Their city is the sort of hot dry place with devastating winters where everyone has enough room to take up hobbies like woodworking or tap-dancing. Where there are so many lakes it's impossible to find one too crowded. Compared to the lower mainland, where a spray park can cause an around the block car lineup not seen since the 70's oil embargoes. It's a city where you feel out of place if you don't own a camping trailer. Double out of place if you don't own at least one vehicle that has serious pretensions about off-roading.
We stay at our friends rather large house. For Lower Mainlanders, any dwelling where you can say, clear your throat without someone at the other end hearing you, is big. In this house I could reasonably yell and not be sure if someone heard me on the other side of the house. This is not a house, this is an estate. Clearly one of the main reasons our friends ditched the absurd house prices of the Lower Mainland.
It's pretty great to end our vacation here. They feed us so well. The dinners put glossy perfectly photographed recipe glamour shots to shame. My buddy cooks with amazing ingredients and has a much more varied repertoire than I do; for instance, he has a very strong salad game. Apparently not all of them are bagged. He has many things that are pickled. Some that I'd argue shouldn't be until I try them and swear to pickle everything. He keeps a supply of limes on hand. He's a fellow who watches the food network then actually applies what he learns.
Our kids play with their kids reasonably well, and I get to play the occasional board game with my buddy. It's a great low key time. He does enjoy the odd nerd-game, so it does make things easier.
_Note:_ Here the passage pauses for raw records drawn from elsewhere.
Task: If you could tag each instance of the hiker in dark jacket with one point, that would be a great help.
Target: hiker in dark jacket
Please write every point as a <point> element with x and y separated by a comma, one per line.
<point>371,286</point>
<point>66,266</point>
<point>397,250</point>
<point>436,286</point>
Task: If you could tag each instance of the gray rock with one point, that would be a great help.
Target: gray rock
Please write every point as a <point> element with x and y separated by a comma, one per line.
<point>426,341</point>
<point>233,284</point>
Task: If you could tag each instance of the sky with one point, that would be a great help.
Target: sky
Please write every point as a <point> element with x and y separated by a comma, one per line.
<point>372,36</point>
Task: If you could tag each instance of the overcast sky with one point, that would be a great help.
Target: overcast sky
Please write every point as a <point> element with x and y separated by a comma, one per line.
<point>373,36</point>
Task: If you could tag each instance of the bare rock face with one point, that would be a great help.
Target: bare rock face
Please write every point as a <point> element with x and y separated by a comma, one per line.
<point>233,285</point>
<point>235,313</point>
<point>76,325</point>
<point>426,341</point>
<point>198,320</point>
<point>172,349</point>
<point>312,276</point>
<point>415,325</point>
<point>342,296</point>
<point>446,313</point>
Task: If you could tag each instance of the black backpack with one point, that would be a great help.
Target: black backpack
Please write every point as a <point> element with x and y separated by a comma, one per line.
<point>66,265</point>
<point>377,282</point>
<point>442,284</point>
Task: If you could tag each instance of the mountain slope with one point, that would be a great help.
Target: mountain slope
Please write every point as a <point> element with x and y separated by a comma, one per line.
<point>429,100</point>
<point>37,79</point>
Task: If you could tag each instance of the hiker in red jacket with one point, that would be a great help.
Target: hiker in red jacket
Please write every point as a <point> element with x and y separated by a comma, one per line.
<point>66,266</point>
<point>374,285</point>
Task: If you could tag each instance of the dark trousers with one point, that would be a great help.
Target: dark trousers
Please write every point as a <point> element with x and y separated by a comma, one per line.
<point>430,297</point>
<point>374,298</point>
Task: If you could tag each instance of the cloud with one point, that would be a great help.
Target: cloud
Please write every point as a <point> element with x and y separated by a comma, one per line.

He's an engineer, so by profession he's legally obligated to at least tolerate board games, and possibly brew beer (he does).
On this visit they took us to the wildlife exhibit. Which is kind of a zoo, except all the animals in it have been rescued and are, in some way, incompatible with being returned to the wild. Lame, found as a cub with no life skills, terribly unattractive, you get it.
Some are quite exotic, the kermode bear, or something one would never see usually, a cougar, for example. But some are, questionable additions. The raccoons, I'd argue. The deer. I didn't get to the point where I was expecting a border collie but I was close. There was a grumpy too cute to be successful porcupine, two grizzlies that, I dunno, I feel if there was a really tasty toddler on the other side they'd tear through the gate faster than you can say "what do mean there's no refunds?". All in all it was pretty great, though. There was a pall of smoke and an ever present heat, but that porcupine was adorable.
Then it's more being fed, more board games, some family board games, but snooty euro family board games that have won all sorts of unpronounceable awards. Because, obviously, I'm the one supplying the games. The snooty euro family games have one thing in common, they always have the most deviously simple rules you at first sniff and, as an average person gazing upon a Basquiat for the first time mutters, 'huh, I could've made that'. Or more likely 'but isn't that already a game', except it isn't.
For example, Just One. A cooperative game. One player leaves the room. The rest have to put down just one word in secret that'll help the person who left guess the word. Except before the guesser returns, everyone compares their one word clues, and duplicates get erased. No, you have not played this game in your grandpa's cabin in the 90's.
And then the fun is over and our road-trip summer is over and we're back to our modest townhouse. There is slightly less smoke. There is even some rain. I still prefer living here, cramped, wet. But will most likely never take up tap dancing.